Double Negative Positive

An MIT Linguistics professor was lecturing his class.

“In English,” he said, “a double negative forms a positive. However, in some languages, such as Russian, a double negative remains a negative. There isn’t a single language, not one, in which a double positive can express a negative.”

A voice from the back of the room piped up, “Yeah, right.”

Why language?

In the same way that people can be fascinated by bugs, films or the weather, some people are naturally fascinated by language. I happen to be one of them. If I see a word I don’t know, I have to look it up. If a spelling seems bizarre, I need to know the reason for it. And spoken language is just as intriguing – accents, dialects, sarcasm, humour. Far too often I find myself missing parts of conversations because I’m analysing rather than taking words in. It may sound sad, but there we go.  

Lots of people will claim that they have little or no interest in language – they just don’t care. Yes, it does a job. Yes, it serves a purpose.

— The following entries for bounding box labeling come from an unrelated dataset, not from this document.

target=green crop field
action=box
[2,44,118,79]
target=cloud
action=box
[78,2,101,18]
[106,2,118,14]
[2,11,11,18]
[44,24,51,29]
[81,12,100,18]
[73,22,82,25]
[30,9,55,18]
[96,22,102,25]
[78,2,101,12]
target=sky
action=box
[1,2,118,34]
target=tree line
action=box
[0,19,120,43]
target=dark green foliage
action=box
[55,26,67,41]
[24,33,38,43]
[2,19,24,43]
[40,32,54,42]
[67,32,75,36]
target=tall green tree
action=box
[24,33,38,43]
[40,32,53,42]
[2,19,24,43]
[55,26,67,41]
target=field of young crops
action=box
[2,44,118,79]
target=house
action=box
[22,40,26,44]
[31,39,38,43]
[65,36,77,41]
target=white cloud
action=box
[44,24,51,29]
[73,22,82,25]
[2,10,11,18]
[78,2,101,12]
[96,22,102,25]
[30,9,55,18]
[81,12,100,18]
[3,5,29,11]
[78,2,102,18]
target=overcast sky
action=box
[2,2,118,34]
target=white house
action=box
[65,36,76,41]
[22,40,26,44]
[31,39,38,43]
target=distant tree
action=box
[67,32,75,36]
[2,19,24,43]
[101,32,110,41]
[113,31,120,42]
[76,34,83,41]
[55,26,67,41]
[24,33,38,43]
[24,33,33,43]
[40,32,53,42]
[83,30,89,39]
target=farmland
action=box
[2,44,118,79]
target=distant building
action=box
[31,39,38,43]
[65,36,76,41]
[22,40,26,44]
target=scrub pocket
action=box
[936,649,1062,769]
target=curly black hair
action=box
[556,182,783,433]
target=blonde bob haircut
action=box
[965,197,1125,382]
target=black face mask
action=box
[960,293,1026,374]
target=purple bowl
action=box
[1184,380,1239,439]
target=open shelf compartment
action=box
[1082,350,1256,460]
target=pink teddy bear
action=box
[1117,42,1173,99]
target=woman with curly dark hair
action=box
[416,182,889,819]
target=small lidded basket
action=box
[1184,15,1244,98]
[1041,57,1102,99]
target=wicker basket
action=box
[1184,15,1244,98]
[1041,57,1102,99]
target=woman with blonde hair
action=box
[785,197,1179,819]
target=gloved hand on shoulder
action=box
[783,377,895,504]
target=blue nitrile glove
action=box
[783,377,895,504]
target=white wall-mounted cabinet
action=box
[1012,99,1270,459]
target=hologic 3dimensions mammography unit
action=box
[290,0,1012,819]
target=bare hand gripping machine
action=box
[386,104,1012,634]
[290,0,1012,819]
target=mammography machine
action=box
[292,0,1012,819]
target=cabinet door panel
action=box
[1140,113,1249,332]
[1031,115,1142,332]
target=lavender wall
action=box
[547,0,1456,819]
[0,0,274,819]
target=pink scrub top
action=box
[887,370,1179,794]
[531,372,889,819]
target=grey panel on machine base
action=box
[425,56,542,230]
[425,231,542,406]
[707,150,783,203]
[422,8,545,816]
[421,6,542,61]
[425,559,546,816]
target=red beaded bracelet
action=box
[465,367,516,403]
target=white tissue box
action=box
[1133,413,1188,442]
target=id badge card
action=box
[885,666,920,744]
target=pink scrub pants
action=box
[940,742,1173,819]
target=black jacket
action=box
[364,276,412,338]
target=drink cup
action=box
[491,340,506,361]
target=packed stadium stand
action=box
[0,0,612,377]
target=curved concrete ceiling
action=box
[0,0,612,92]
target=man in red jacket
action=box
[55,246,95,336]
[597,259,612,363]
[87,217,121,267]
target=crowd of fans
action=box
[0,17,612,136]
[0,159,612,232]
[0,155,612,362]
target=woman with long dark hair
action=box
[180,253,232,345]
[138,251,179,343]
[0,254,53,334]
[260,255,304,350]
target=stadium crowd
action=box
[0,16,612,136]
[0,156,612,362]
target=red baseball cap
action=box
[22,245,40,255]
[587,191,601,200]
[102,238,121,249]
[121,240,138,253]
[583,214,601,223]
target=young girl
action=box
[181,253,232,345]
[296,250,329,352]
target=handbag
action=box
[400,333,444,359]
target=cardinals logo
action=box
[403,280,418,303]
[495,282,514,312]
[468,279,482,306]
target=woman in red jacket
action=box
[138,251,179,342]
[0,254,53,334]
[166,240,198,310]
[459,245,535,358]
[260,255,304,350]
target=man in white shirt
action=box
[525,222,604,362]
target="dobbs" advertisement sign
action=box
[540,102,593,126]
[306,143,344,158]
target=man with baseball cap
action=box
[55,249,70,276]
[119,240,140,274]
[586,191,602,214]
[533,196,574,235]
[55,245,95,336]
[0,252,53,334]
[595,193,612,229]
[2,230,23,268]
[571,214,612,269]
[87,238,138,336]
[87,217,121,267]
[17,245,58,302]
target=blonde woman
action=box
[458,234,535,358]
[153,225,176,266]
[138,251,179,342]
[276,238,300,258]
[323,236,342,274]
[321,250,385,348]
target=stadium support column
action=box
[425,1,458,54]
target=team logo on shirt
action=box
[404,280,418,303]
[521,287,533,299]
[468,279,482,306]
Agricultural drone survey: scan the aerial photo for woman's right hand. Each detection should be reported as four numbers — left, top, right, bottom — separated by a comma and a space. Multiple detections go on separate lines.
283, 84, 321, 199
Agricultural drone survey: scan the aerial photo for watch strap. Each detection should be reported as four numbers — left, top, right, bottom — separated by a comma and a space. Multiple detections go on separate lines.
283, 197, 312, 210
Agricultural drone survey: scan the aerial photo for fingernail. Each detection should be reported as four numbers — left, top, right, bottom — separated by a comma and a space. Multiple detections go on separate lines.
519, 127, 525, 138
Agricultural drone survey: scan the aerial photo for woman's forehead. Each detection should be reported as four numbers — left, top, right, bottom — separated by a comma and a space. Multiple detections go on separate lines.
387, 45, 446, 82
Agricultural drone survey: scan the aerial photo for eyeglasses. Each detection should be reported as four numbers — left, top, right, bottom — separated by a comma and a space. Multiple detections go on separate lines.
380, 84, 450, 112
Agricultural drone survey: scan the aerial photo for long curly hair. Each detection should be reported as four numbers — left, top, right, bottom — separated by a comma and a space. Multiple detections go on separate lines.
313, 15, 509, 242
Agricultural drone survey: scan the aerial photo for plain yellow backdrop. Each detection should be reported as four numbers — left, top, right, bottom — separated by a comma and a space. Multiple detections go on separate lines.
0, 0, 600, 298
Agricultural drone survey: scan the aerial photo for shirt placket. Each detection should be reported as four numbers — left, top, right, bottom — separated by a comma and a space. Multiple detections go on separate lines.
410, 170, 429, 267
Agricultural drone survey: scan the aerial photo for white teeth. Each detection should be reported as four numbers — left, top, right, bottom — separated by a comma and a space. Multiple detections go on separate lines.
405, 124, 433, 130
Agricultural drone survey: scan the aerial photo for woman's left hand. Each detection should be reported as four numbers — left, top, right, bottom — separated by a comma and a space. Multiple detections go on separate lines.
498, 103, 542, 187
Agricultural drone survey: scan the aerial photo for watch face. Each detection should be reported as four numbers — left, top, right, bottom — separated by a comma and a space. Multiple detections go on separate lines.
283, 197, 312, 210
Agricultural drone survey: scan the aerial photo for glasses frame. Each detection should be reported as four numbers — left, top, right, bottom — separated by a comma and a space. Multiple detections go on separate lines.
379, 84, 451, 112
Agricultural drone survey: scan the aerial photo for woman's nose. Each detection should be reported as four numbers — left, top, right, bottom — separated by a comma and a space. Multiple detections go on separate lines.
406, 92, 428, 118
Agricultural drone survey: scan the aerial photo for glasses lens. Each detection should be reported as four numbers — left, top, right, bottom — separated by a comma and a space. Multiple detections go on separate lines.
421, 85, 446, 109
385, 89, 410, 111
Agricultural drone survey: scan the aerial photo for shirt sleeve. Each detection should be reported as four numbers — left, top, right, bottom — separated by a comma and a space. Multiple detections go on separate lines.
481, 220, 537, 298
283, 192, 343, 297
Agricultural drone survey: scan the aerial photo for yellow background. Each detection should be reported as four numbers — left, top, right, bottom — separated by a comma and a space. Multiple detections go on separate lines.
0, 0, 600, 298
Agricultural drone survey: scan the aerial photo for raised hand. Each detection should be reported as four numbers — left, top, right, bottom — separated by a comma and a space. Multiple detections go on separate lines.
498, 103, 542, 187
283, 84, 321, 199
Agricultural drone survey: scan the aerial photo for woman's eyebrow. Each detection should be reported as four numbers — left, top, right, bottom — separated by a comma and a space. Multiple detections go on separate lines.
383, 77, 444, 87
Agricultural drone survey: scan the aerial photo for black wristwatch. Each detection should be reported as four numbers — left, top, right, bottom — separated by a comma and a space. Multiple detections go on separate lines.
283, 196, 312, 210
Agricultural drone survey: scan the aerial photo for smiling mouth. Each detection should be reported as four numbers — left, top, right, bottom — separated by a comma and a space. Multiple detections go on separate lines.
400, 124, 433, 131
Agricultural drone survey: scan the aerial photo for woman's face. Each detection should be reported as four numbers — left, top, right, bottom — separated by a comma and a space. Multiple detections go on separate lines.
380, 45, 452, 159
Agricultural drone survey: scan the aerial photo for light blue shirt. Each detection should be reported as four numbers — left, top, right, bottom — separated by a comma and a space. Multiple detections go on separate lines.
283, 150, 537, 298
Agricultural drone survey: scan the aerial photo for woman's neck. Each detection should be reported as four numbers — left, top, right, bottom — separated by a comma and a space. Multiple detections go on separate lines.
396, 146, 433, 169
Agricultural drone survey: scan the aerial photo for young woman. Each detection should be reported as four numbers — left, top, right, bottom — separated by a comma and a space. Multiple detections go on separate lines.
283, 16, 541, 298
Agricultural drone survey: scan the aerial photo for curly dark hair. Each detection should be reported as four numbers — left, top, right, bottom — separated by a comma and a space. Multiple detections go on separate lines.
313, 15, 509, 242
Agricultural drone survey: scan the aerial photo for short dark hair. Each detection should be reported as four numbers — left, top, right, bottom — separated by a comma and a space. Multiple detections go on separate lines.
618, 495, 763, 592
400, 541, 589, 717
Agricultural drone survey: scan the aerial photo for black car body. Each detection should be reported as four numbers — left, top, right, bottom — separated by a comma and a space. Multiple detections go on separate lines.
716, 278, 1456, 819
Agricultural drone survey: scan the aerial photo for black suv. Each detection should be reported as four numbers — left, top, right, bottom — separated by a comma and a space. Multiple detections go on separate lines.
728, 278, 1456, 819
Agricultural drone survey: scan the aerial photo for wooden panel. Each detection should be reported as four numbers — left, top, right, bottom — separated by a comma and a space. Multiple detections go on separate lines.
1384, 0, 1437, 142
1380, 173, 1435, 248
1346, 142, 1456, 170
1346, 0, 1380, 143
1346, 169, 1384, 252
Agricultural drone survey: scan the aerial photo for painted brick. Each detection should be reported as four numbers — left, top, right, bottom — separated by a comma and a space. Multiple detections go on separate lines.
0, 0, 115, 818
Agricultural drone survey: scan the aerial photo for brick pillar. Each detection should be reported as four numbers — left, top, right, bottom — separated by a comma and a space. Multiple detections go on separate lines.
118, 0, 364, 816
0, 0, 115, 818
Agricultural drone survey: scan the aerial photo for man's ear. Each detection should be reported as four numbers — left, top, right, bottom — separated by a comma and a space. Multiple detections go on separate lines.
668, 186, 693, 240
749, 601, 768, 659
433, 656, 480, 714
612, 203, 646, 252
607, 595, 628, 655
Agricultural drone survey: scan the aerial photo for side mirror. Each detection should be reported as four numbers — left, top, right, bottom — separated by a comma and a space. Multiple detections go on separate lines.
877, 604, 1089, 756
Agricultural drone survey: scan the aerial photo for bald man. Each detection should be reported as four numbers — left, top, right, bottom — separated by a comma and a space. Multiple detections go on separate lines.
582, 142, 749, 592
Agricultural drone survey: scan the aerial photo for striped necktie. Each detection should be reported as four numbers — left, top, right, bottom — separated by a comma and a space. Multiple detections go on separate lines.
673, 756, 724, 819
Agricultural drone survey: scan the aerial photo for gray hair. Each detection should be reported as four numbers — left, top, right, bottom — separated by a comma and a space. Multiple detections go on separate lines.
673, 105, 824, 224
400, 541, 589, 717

But do they feel the need to know why somebody can be ‘inept’ and not ‘ept’? Why the plural of ‘goose’ is ‘geese’ but the plural of ‘moose’ isn’t ‘meese’? Nope. Not in the slightest.

The thing is, not caring about random snippets of language trivia is not the same thing as not caring about language altogether. In fact, the wonderful thing about language is that everybody does care. They just don’t always realise it.

Many years ago now, I remember sitting in an IT lesson at school both immensely bored and immensely hungry. I turned to my friend next to me and made some casual remark about craving a fruit scone. My friend looked at me, bewildered. ‘Don’t you mean a ‘scone’?’. To clarify, my ‘scone’ rhymed with ‘gone’ and ‘shone’ whilst my friend’s ‘scone’ rhymed with ‘stone’ and ‘bone’. Naturally, we abandoned our IT tasks to address the more pressing matter of who was right. With the words above supporting our cases, the debate soon engaged the whole class. Everybody had a view. And everybody was adamant that their view – and only their view – was right. By the end of the lesson nothing had been resolved, nobody had been swayed and we had one very frustrated teacher (who was, incidentally, on my side).

My point? People do care about language. Whether they realise it or are prepared to openly admit it is another matter. But with a little nudge, people will get really quite fired up. Why? It’s simple. Language is a part of our identity. The way we use it is a part of who we are and it’s personal to each and every one of us. We can’t help but care about it and that is what gives language the clear edge.

PS. Still in doubt? Try slipping scones into your next conversation. Just don’t blame me if things get ugly.